Personal information
- Height: 180 cm (5 ft 11 in)
- Playing position: Winger

Senior clubs
- Years: Team
- 1958–1970: Steaua București

National team
- Years: Team / Apps / (Gls)
- 1959–1970: Romania / 88 / (142)

Medal record
Representing Romania
World Championships
| Gold medal – first place | 1961 West Germany |  |
| Gold medal – first place | 1964 Czechoslovakia |  |
| Gold medal – first place | 1970 France |  |
| Bronze medal – third place | 1967 Sweden |  |
Head coach Romania
World Championships
| Bronze medal – third place | 1990 Czechoslovakia |  |

= Cornel Oțelea =

Romanian handball player (1940–2025)

Cornel Oțelea (19 November 1940 – 22 January 2025) was a Romanian professional handball player and coach who won three World Championship titles with Romania.
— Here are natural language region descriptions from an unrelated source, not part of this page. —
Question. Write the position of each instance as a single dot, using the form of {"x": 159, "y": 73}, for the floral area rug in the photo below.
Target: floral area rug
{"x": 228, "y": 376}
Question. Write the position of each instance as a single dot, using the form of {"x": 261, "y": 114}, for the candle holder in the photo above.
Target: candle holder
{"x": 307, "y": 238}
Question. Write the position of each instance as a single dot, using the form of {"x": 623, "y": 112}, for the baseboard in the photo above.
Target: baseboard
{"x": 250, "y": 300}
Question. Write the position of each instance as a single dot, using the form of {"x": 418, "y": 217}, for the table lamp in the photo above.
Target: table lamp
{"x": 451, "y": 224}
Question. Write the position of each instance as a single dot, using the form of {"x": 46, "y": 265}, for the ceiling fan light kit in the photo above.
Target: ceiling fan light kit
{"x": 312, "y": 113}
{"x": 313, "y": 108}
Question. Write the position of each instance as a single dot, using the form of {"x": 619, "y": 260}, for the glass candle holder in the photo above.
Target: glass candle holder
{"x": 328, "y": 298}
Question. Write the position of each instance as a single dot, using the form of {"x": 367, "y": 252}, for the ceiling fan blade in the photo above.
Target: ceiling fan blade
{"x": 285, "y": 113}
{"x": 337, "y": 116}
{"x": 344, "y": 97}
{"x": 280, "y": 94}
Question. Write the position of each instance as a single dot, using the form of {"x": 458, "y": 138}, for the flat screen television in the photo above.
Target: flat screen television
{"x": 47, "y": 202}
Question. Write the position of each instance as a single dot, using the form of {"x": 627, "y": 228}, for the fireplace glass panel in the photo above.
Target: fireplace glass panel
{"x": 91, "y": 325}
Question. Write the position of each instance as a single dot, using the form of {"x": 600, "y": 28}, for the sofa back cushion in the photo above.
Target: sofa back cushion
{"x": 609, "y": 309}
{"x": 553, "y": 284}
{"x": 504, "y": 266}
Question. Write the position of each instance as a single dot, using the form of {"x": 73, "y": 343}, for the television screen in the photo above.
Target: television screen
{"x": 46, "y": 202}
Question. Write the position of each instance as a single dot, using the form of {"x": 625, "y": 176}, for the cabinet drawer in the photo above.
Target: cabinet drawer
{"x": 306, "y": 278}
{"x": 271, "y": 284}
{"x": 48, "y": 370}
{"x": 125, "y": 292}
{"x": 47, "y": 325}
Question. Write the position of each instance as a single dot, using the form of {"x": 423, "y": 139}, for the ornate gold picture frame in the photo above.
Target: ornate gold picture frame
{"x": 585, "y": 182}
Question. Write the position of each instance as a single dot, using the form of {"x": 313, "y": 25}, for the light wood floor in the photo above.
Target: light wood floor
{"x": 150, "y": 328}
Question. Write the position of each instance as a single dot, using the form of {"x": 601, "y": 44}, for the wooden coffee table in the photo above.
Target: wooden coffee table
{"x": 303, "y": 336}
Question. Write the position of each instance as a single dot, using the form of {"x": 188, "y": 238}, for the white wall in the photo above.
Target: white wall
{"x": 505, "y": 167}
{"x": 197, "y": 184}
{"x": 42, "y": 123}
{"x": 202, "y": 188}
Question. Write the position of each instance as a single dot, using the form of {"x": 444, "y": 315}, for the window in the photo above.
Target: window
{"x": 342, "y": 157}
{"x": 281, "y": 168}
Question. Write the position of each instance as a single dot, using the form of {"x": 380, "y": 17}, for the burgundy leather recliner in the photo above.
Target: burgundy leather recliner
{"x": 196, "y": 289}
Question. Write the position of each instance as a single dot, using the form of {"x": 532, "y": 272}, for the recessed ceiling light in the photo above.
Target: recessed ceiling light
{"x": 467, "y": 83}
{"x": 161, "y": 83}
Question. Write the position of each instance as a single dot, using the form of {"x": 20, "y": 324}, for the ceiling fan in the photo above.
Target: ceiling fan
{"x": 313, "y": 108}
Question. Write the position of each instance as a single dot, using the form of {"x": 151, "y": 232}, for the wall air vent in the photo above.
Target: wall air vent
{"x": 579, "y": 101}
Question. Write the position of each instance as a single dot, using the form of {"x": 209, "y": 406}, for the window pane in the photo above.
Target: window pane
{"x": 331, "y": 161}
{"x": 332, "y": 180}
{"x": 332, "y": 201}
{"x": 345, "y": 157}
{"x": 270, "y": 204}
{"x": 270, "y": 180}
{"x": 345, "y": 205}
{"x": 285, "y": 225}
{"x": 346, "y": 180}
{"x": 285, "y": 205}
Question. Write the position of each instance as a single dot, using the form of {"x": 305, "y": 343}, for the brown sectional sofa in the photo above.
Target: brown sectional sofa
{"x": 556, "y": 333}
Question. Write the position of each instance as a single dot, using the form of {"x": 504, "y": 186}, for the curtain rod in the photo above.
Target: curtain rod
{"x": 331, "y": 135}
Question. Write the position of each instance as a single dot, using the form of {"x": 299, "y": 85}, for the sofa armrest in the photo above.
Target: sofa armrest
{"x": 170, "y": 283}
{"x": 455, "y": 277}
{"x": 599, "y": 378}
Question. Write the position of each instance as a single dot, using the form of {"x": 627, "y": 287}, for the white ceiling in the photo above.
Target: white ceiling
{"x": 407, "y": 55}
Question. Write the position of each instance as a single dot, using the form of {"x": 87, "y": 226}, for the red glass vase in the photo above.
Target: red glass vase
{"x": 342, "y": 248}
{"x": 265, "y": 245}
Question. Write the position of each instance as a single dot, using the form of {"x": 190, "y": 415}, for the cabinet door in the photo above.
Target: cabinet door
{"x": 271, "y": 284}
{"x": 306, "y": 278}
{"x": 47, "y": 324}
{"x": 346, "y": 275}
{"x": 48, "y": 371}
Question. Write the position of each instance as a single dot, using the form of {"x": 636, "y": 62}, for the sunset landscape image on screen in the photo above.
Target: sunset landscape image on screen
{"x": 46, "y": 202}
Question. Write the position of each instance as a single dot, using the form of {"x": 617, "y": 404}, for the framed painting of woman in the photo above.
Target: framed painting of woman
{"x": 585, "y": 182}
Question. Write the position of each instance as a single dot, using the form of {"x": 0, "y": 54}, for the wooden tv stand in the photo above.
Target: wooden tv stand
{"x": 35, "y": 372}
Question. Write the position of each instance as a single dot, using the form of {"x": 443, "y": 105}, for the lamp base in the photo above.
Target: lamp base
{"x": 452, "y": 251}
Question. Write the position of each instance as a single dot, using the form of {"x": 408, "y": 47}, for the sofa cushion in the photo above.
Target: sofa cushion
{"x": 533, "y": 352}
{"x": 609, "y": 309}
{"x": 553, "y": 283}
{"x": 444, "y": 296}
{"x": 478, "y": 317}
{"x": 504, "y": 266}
From 1993 to 1995, he served as president of the Romanian Handball Federation.

==Biography==
Oțelea won three world titles and the European Cup with Steaua București, both as a player in 1968 and as a coach in 1977. He served as head coach of Romania's national team, leading them to a bronze medal at the 1990 World Men's Handball Championship, and later coached the Romania women's national team from 2002 to 2005. He led them at the 2003 World Women's Handball Championship, where they finished 10th and at the 2004 European Women's Handball Championship, where they finished 7th.

Colonel Cornel Oțelea from the Ministry of National Defense was promoted to the rank of brigadier general (with one star), being subsequently transferred to the reserve on 31 December 1997.

Oțelea died on 22 January 2025, at the age of 84.